By an Order in Council released June 7, 2017, the federal government has suspended the private right of action under Canada’s Anti-Spam Legislation (or “CASL”). The provisions, which were to come into force on July 1, 2017, would have provided plaintiffs “affected by an act or omission that constitutes a contravention” of CASL the ability to seek both compensatory and statutory damages. The potential exposure for organizations was significant, with the possible damages in certain cases able to reach up to $1M per day. At least for now, that risk is on hold.
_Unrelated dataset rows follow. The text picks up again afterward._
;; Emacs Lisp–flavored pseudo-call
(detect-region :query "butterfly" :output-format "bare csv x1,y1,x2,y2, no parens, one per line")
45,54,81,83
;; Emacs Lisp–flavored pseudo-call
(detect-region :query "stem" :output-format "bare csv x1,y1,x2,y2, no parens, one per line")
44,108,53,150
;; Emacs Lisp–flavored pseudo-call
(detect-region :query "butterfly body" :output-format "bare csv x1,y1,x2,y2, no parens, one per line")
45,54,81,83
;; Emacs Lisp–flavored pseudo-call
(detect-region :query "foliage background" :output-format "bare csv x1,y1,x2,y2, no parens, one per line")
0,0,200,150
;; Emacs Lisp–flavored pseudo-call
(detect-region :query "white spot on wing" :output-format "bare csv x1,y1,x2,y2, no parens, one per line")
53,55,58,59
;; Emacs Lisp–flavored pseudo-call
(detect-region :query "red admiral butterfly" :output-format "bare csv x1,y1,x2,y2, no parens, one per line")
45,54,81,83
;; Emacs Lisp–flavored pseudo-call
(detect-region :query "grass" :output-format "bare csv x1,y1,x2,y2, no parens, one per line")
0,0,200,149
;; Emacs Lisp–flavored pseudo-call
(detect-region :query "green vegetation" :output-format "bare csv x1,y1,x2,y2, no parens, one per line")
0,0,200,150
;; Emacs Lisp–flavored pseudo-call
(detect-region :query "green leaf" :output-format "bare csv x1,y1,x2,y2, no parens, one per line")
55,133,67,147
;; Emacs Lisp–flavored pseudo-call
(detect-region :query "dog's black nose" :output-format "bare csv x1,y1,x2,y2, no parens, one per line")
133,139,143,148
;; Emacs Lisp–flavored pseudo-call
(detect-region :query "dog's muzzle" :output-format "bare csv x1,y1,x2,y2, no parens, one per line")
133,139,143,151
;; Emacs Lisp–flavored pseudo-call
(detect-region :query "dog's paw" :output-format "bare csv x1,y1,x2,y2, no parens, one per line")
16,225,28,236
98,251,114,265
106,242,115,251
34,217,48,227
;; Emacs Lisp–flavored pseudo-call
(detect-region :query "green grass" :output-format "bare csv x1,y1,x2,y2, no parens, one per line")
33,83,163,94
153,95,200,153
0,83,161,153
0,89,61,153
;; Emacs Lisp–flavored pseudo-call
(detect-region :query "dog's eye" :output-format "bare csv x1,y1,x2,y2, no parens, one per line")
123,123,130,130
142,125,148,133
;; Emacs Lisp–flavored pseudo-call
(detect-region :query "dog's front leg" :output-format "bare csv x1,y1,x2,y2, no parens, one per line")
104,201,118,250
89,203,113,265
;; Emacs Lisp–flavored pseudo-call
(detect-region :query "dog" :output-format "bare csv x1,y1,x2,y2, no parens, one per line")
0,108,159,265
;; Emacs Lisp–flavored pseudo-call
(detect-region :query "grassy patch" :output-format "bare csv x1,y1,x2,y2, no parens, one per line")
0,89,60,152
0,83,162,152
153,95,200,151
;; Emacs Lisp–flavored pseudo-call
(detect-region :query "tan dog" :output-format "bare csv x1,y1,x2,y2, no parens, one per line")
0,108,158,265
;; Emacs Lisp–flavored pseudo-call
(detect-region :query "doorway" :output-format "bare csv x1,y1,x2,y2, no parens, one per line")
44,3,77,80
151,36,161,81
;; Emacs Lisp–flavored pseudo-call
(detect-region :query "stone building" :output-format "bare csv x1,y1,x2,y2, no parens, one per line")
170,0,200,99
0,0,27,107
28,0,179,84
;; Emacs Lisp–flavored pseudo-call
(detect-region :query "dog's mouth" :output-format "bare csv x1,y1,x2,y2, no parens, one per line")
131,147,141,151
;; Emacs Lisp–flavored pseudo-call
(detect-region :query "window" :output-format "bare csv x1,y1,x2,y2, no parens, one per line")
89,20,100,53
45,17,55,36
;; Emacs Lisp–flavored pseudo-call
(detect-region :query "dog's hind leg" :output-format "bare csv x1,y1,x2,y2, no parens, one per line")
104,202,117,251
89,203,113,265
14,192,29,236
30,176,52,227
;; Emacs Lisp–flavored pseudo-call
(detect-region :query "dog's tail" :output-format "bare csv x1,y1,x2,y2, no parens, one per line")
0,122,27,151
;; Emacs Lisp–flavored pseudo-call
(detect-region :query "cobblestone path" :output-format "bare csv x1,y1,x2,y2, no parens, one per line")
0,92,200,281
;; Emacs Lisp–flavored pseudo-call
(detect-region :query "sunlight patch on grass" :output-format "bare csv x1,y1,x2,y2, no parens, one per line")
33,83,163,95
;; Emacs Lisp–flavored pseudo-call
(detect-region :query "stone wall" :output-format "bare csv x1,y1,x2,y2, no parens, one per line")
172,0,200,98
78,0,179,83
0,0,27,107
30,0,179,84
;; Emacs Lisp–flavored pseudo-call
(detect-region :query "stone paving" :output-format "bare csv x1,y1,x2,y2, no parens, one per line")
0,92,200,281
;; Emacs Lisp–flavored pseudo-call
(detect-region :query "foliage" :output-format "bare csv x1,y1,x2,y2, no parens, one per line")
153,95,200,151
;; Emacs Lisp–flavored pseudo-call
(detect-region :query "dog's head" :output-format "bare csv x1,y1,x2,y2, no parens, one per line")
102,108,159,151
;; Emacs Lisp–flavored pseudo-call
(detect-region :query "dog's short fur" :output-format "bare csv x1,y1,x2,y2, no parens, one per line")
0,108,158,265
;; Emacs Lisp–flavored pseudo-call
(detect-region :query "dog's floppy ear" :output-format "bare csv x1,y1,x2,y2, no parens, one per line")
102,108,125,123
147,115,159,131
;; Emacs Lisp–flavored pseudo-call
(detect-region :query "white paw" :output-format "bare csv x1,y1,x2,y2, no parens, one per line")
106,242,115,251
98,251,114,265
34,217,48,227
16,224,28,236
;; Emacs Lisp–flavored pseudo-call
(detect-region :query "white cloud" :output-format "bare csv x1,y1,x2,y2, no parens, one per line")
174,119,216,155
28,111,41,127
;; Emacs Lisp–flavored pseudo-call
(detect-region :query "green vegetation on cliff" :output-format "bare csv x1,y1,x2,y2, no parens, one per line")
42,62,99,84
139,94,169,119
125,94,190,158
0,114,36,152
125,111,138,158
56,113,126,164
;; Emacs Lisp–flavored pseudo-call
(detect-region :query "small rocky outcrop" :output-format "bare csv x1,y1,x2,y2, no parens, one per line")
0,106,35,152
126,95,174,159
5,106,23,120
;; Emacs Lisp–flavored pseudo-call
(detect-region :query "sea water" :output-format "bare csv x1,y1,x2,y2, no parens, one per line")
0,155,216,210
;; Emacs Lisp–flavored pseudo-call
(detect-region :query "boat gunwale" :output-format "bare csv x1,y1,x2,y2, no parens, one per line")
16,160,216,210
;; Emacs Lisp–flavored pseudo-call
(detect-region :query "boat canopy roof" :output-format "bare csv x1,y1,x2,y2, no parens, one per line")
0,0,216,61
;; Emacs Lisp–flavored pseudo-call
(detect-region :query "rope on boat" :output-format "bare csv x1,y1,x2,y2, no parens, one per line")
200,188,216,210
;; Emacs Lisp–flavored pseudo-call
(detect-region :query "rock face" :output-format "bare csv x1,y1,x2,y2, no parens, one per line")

For anyone unfamiliar with CASL, the legislation first came into force on July 1, 2014. It imposes consent, disclosure and unsubscribe requirements related to the sending of commercial electronic messages and the installation of computer programs. The law is wide-sweeping, covering messages sent by email, text and even certain social media communications. Even though the law has been in force for three years, many organizations have recently been scrambling to shore up policies and procedures in light of the added risk of potential litigation, including on a class basis. It now remains to be seen whether the private right of action will ever come into force.
A parliamentary committee will review CASL in accordance with the terms of the legislation itself, and no doubt will consider the fate and future of these provisions as part of that process. While the private right of action may no longer be an immediate risk, compliance efforts are not in vain. CASL otherwise continues to be valid law, and the CRTC continues to receive, investigate and enforce alleged CASL noncompliance.